🔗Word Count

A Cask Data Application Platform (CDAP) example demonstrating flows, datasets, services, and configuring an application at deployment time.

🔗Overview

This application receives words and sentences from a stream and uses flowlets in a flow to process the sentences and store the results and statistics in datasets.

  • The wordStream receives sentences, one event at a time.
  • The splitter flowlet reads sentences from stream and splits them into words, writes global statistics of the received words such as "total words received" and "total length of words received" and emits each word to the counter flowlet and each sentence (list of words) to the associator flowlet.
  • The associator flowlet receives the set of words and writes word associations to the wordAssocs dataset.
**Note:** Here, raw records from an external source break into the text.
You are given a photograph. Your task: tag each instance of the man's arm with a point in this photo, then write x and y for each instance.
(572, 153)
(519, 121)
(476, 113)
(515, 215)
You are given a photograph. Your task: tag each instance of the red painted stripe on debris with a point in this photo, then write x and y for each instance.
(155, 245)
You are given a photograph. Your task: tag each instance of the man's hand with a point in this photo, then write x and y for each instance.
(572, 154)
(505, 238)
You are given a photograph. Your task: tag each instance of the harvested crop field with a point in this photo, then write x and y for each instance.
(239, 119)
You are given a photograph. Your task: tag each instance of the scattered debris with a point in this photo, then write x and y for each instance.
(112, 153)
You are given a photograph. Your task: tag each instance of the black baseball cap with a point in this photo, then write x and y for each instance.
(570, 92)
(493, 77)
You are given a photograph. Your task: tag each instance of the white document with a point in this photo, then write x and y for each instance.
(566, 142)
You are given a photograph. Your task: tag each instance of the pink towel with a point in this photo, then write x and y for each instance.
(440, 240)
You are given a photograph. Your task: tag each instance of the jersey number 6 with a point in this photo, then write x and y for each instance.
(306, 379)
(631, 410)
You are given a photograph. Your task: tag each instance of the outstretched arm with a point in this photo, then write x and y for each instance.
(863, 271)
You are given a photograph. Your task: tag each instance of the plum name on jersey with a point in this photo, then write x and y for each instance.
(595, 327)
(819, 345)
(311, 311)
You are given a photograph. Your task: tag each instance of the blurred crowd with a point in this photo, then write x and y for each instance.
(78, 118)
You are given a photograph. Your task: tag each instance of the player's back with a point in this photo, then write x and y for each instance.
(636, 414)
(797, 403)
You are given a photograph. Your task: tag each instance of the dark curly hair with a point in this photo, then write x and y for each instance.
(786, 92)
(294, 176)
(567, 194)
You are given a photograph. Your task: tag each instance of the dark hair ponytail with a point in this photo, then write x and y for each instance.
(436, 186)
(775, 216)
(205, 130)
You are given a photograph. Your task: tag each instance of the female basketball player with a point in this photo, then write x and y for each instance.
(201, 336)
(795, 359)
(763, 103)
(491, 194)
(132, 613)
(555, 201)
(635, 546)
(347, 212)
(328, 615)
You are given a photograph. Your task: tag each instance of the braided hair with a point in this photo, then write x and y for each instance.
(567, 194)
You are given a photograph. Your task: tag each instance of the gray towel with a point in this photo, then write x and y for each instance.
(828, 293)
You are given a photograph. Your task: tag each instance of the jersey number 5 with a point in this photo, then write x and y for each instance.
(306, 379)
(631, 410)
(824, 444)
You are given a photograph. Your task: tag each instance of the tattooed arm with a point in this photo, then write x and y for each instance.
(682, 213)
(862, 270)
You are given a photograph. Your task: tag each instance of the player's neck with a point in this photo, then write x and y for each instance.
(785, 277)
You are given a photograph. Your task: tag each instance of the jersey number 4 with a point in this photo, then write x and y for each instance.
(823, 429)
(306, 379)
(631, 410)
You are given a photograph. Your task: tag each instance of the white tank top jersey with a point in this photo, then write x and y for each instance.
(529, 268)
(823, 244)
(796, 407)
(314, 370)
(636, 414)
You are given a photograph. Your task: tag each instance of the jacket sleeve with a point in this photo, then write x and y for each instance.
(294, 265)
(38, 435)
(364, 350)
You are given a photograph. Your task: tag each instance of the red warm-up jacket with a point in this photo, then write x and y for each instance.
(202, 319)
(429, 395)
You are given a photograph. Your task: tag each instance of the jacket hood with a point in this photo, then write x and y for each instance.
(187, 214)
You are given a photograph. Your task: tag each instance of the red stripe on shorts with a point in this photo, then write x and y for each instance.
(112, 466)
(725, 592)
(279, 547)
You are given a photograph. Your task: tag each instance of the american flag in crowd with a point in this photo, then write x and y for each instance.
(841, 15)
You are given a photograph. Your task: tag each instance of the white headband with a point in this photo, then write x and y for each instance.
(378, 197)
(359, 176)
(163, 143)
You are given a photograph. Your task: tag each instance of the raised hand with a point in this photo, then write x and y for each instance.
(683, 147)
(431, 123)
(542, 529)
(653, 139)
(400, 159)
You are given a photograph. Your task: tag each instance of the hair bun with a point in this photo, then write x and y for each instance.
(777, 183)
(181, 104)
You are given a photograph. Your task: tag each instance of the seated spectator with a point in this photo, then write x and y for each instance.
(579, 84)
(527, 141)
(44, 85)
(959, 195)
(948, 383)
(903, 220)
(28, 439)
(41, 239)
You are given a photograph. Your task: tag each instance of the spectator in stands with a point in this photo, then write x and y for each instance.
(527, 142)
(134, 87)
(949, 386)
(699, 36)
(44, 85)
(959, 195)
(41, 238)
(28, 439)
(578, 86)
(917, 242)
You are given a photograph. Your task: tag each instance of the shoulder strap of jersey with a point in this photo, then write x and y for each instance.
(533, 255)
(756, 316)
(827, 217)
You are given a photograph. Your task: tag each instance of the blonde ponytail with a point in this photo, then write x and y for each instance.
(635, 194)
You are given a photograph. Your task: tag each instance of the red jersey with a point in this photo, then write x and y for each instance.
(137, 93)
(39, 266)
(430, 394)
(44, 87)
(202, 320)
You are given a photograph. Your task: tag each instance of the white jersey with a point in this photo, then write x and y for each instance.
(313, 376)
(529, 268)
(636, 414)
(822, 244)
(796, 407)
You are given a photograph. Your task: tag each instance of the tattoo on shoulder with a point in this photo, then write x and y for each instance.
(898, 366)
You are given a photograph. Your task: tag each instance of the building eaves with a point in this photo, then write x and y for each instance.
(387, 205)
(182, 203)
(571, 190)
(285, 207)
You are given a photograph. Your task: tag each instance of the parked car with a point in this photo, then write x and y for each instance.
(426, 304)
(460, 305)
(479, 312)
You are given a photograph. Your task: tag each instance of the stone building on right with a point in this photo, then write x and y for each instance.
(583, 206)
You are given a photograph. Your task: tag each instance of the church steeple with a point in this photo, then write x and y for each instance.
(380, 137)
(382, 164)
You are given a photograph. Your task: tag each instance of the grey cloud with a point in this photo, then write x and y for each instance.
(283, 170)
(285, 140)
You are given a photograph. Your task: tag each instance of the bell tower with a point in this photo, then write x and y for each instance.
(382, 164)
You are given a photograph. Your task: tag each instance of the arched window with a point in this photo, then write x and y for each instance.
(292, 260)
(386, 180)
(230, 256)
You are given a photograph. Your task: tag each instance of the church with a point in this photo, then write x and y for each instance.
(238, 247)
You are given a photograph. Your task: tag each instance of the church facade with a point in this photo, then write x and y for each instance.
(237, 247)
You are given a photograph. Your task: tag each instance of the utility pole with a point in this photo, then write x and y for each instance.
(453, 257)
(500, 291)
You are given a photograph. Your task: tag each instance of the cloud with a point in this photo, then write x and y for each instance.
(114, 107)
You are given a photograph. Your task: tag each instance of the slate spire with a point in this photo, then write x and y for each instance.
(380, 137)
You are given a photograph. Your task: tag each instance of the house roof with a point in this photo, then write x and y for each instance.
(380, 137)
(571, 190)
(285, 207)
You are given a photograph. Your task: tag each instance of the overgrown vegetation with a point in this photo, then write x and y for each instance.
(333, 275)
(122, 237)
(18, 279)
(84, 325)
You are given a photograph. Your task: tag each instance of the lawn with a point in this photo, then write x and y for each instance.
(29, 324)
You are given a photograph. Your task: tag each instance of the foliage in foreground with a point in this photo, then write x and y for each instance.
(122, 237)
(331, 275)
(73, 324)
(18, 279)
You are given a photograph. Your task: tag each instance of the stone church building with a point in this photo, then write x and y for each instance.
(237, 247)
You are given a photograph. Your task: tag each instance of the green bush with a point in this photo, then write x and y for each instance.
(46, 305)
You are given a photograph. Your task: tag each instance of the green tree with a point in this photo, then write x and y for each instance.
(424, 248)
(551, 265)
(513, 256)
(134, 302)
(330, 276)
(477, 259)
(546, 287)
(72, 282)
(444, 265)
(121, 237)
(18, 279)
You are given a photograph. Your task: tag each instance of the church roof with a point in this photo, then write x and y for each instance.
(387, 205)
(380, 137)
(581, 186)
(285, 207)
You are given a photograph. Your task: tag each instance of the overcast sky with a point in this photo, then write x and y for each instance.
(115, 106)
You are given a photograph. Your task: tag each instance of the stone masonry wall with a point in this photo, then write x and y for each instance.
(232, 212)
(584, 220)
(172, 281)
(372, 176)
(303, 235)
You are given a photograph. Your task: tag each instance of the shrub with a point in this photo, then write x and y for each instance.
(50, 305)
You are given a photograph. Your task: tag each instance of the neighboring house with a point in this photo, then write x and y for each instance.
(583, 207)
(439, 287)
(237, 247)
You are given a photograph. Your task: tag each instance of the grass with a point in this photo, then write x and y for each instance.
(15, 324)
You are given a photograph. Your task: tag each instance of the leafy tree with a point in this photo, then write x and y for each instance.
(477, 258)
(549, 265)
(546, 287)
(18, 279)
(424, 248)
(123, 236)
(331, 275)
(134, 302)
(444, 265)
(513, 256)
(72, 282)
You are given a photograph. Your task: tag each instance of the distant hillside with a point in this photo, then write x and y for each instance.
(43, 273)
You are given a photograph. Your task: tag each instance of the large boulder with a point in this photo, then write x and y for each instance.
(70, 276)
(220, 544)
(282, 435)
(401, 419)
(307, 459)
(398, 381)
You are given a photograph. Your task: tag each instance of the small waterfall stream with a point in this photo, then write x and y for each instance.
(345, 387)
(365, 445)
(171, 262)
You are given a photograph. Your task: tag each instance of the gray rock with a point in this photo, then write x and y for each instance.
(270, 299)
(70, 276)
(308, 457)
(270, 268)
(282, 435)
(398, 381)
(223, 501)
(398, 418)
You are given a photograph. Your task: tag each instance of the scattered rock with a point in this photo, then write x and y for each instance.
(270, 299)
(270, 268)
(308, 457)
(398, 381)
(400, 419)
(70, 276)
For example, if we receive a sentence "Welcome to CDAP", the word associations are {"Welcome", "to"} , {"Welcome", "CDAP"}, and {"to", "CDAP"}.
  • The counter flowlet receives a word, increments the count for the word—maintained in a key-value table—and forwards the word to the unique flowlet.
  • The unique flowlet receives a word and updates the uniqueCount table, if it is seeing this word for the first time.

Let's look at some of these components, and then run the application and see the results.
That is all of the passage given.